I’ve been pretty isolated since mid-march and it’s really starting to wear me down. While I’ve had slightly more relaxed interactions with my parents (I go into their house and they come into mine) that’s really been the extent. I haven’t arranged distant visits with friends. The best social interactions I have had were going into school to clean and pack up, the parade through town with my co-teacher in the car with me, and a visit from a dear friend and her boyfriend who came up on his motorcycle. We visited in the yard, distant, for an hour or so.
In addition to feeling isolated from people, I have this dog now. She’s really a very sweet, snuggly and silly girl. But she also bites like crazy, can get really rough with it, and barks wildly when she wants something. If I tell her no, she actively looks for ways to do the thing I said no too. She has only slept through the night twice (which I guess is really good, considering she’s just 12 weeks old.). She’s still not potty trained so, if I’m not on top of it, she has accidents. But, I’m doing this alone too, and I have to always be “on.” I’m exhausted, and isolated, and just really struggling.
It’s officially been a year since my divorce. I keep thinking I should be better now. I had imagined I’d be at a different place – healthy, fit, social, maybe even dating.
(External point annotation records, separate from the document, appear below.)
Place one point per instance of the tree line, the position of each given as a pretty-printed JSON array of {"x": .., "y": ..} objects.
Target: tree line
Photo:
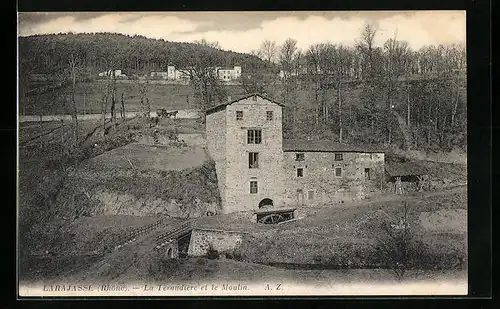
[{"x": 388, "y": 94}]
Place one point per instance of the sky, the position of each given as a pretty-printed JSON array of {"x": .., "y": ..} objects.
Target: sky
[{"x": 245, "y": 31}]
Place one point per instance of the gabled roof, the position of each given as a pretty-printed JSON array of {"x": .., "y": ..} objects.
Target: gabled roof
[
  {"x": 295, "y": 145},
  {"x": 222, "y": 106}
]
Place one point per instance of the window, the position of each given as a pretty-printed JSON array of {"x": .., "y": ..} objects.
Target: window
[
  {"x": 367, "y": 174},
  {"x": 253, "y": 187},
  {"x": 310, "y": 195},
  {"x": 338, "y": 172},
  {"x": 269, "y": 115},
  {"x": 300, "y": 172},
  {"x": 253, "y": 160},
  {"x": 299, "y": 157},
  {"x": 254, "y": 136}
]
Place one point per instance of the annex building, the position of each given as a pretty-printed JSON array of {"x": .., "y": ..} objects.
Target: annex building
[{"x": 256, "y": 168}]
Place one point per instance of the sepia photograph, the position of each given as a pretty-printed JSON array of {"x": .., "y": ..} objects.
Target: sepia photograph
[{"x": 242, "y": 153}]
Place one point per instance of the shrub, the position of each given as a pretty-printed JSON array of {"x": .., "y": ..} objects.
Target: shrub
[
  {"x": 397, "y": 247},
  {"x": 212, "y": 253}
]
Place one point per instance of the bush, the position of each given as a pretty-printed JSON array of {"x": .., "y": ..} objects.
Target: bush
[{"x": 397, "y": 247}]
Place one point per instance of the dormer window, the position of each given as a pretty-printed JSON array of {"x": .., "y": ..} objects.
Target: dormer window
[
  {"x": 269, "y": 115},
  {"x": 239, "y": 115},
  {"x": 254, "y": 136}
]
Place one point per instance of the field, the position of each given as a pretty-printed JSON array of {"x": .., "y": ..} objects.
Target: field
[{"x": 89, "y": 98}]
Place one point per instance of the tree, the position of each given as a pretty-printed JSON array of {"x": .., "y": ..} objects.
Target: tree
[
  {"x": 268, "y": 50},
  {"x": 73, "y": 68},
  {"x": 365, "y": 46},
  {"x": 287, "y": 57},
  {"x": 397, "y": 63},
  {"x": 202, "y": 73}
]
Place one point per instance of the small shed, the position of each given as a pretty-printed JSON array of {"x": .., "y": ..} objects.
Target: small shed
[{"x": 412, "y": 176}]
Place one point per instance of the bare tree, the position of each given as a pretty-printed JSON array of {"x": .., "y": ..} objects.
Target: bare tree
[
  {"x": 202, "y": 73},
  {"x": 73, "y": 67},
  {"x": 365, "y": 45},
  {"x": 268, "y": 50},
  {"x": 287, "y": 57}
]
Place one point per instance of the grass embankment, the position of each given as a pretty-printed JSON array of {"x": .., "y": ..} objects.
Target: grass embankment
[
  {"x": 53, "y": 199},
  {"x": 352, "y": 236},
  {"x": 88, "y": 98}
]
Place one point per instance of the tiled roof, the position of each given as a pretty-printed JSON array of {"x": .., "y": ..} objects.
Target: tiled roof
[
  {"x": 290, "y": 145},
  {"x": 222, "y": 106}
]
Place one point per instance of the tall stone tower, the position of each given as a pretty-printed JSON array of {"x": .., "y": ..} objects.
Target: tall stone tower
[{"x": 245, "y": 139}]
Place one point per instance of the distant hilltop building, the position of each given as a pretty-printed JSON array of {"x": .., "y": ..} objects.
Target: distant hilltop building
[
  {"x": 172, "y": 73},
  {"x": 118, "y": 73},
  {"x": 256, "y": 168}
]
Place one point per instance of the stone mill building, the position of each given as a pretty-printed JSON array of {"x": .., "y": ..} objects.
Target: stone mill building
[{"x": 256, "y": 168}]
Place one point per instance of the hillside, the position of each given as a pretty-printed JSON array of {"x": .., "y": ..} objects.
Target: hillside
[{"x": 88, "y": 98}]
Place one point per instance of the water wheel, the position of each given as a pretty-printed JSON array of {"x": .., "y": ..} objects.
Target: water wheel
[{"x": 271, "y": 219}]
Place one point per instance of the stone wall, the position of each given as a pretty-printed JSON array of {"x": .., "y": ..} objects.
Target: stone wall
[
  {"x": 202, "y": 240},
  {"x": 170, "y": 249},
  {"x": 216, "y": 144},
  {"x": 319, "y": 177},
  {"x": 269, "y": 174}
]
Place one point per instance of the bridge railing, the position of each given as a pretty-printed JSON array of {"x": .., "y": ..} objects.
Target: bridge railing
[{"x": 162, "y": 238}]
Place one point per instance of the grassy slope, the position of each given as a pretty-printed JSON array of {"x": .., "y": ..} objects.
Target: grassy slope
[
  {"x": 160, "y": 96},
  {"x": 345, "y": 234}
]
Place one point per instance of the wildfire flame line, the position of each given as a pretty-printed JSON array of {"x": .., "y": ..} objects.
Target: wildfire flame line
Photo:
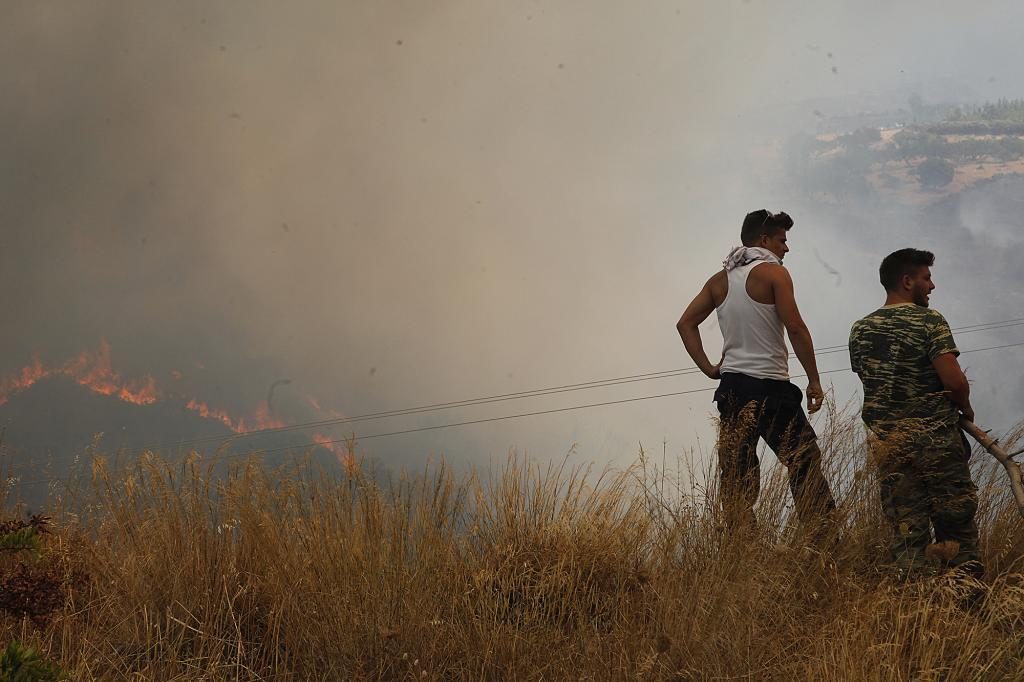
[{"x": 94, "y": 371}]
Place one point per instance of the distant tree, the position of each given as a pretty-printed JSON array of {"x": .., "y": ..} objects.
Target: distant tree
[
  {"x": 916, "y": 105},
  {"x": 935, "y": 173}
]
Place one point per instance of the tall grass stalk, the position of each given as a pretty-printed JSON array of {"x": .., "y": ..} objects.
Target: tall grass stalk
[{"x": 536, "y": 571}]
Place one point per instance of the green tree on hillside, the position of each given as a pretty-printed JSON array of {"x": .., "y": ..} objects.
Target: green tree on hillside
[{"x": 935, "y": 173}]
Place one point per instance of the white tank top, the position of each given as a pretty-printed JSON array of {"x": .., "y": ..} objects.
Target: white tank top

None of those things are true and it’s really got me down.
I’m trying to fight through this. I’m writing. I’m looking hard for the positives. (Willa really has made huge gains. She’s calming down more easily, biting me a lot less, and is able to stop when I redirect her. She likes to play and snuggle, which is just so sweet. We play training games together that are fun. We’re getting there. ) I’m doing little things around the house while Willa naps. I’m slowly tackling the disaster of a yard the previous owners left.
But I’m really done with being socially distant. Before X left, I really thought I didn’t like being social. (I think that was part of his manipulation.) I now know I NEED to be social. And I know being alone is really slowing my healing progress.